If approved by the FDA, esketamine would be one of the first new approaches to treat major depressive disorder available to patients in the last 50 years.
Esketamine is still in clinical trials, and the new BTD is its second – the US regulator first granted the designation for treatment-resistant depression in November 2013.
The FDA decision also marks a continuing broadening of drugs marked out for the fast track status, which focused primarily on cancer drugs and rare disease treatments when the scheme was first launched in 2013.
Janssen (the pharma arm of Johnson & Johnson) says phase 2 clinical trial data presented in May at the Society of Biological Psychiatry annual conference in Atlanta, Georgia, provided preliminary clinical evidence to support this latest BTD.
“In the US alone, there are more than 41,000 suicides each year, many of which result from untreated or poorly treated major depression," said Husseini K. Manji, MD, Global Head, Neuroscience Therapeutic Area, Janssen.
"This designation reinforces the potential of esketamine as a novel treatment for patients with major depressive disorder who are at imminent risk for suicide, a condition for which there currently is no approved treatment and which represents a major public health challenge.

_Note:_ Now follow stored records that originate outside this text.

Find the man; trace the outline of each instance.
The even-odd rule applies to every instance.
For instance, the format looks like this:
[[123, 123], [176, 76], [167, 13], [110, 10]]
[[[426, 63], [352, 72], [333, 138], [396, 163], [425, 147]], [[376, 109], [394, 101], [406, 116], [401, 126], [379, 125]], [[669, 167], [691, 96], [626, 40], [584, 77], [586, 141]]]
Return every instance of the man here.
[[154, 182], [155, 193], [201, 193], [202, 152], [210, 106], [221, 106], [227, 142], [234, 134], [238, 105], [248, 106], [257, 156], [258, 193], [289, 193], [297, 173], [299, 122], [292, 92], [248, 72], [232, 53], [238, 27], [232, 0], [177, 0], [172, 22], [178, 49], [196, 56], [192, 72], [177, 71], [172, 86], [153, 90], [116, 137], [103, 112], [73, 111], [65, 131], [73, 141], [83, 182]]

We are currently conducting clinical trials to further evaluate the clinical benefit of esketamine and look forward to working closely with the FDA throughout the development and review process to bring this important potential new therapy to patients in critical need."
Another pipeline treatment in the same therapy which has also received BTD status is Allergan’s rapastinel (GLYX-13). The molecule received a designation for adjunctive treatment of Major Depressive Disorder (MDD) in January this year.